J’ai troqué mes rêves de croissance exponentielle et de technologie à tout prix, pour une voie qui me semble plus juste, plus durable, plus réfléchie. Une vie intentionnelle.

10 ans après le premier grand saut, j’aborde l’autre rive avec curiosité, une grande énergie, mais aussi beaucoup de douceur. Avec mon grand pote Adrien Cabo, on réalise un rêve plein de sens : on a investi un ancien moulin au bord de l’eau où on vit avec des copains et on accueille des personnes et entreprises qui veulent prendre du temps ensemble autrement, en pleine nature, et se former aux enjeux d’aujourd’hui. Le projet s’appelle Bonne Vie : comme une invitation, mais surtout comme une quête, d’une vie bonne, qui célèbre l’humain, la nature, les saisons, le temps long… le vivant, la vie en somme.

À Paris, on accueille des projets créatifs et des moments partagés dans notre loft près du Canal St Martin, avec Pénélope, mon amie de toujours.

Je prépare mes premiers vrais pas de DJ et des projets éditoriaux, et je continue de donner des conférences là où on m’invite.

Alignons-nous à nous-même, aux autres et à la nature

Le monde se transforme sous nos yeux, mais il me semble plus beau quand on comprend que notre richesse, c’est notre curiosité ; que notre sécurité ce sont les personnes qui nous entourent, celles avec qui l’on crée. Que notre confort, c’est notre santé, notre volonté, notre capacité à nous adapter.

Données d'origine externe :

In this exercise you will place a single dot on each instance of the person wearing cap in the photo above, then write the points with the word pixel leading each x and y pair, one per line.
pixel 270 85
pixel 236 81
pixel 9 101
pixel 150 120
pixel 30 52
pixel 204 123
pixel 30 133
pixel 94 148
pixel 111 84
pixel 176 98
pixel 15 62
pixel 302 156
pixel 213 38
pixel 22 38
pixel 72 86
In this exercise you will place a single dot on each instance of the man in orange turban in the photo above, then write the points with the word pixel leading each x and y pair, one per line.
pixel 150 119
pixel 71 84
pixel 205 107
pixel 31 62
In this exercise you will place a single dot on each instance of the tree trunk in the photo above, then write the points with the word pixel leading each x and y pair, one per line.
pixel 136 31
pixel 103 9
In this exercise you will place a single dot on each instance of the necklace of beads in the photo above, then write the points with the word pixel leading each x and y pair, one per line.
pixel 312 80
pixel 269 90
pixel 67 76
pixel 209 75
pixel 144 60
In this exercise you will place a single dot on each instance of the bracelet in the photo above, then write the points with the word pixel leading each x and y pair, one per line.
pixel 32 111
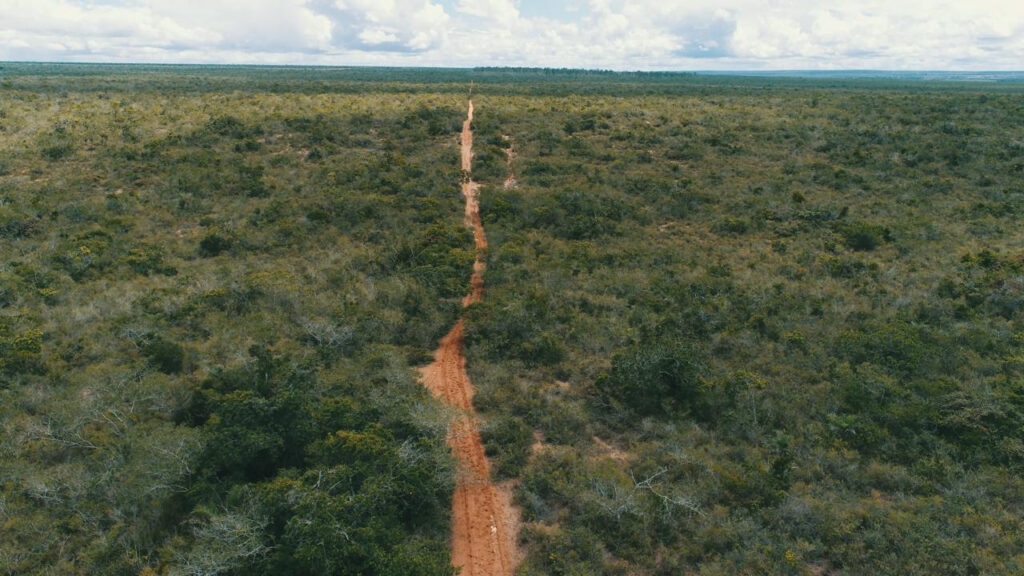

Le temps ne s’accélère que parce que nous le décidons. Dans notre contexte d’abondance, le travail peut être la réalisation de soi et non son sacrifice. La technologie est un outil neutre entre nos mains. Le matériel doit être un confort et non un asservissement. Cultivons un rapport plus intime et plus tendre à nous-même, à la société, au vivant. Offrons-nous la plus belle preuve d’amour en nous écoutant enfin et en nous alignant.